Die Verfärbung der Kristalle ist nämlich ein Zeichen dafür, dass sie das leichtflüchtige Jod aus der Luft in sich aufnehmen. Und eines der wichtigsten Abfallprodukte von Kernspaltungsprozessen ist das langlebige radioaktive Jod-129.
Die Gruppe von Prof. Jürg Hulliger am Departement Chemie und Biochemie der Universität Bern untersucht im Rahmen des nationalen Forschungsprogramms NFP 47 "Supramolekulare funktionale Materialien" des Schweizerischen Nationalfonds molekulare Stoffe, die zeolithartig aufgebaut sind. Die Kristalle, die das Jod aufnehmen, sind sogenannte organische Zeolithe - kristalline Materialien, die beachtliche Hohlräume aufweisen und darin verschiedenste Moleküle sorbieren können.
Die Sorptionswirkung für Jod-Moleküle wurde anhand eines Durchflussexperiments unter Verwendung einer Filterkolonne getestet. In die Filterkolonne wurde bei Raumtemperatur Jod-gesättigtes Stickstoffgas eingeleitet. Am Ausgang der Kolonne erfolgte eine Nachweisreaktion. Solange die beachtlich hohe Sorptionskapazität nicht überschritten wurde, konnte am Ausgang der Filtereinheit kein Jod mehr festgestellt werden.
Die Fähigkeit dieses organischen Materials, Jod in sich aufzunehmen, wird durch gleichzeitig vorhandenes Wasser nicht beeinträchtigt. Aufgrund der vorliegenden Resultate nimmt Prof. Hulliger an, dass sein organischer Zeolith speziell geeignet sein könnte, Jod-129 aus der Luft oder aus dem Wasser abzutrennen. Wegen der hohen Stabilität des mit Jod beladenen Materials besteht gemäss Hulliger die Möglichkeit einer Endlagerung.

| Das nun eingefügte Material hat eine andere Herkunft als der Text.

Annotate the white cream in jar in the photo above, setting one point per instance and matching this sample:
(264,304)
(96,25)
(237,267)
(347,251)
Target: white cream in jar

In organischen Lösungsmitteln sind die Kristalle jedoch löslich. Somit könnten Zeolith und Jod-129 mit einem chemischen Prozess wieder voneinander getrennt und der Zeolith rezykliert werden. Die Berner Forscher haben das neue vielversprechende Verfahren in den USA für eine Patentanmeldung eingereicht.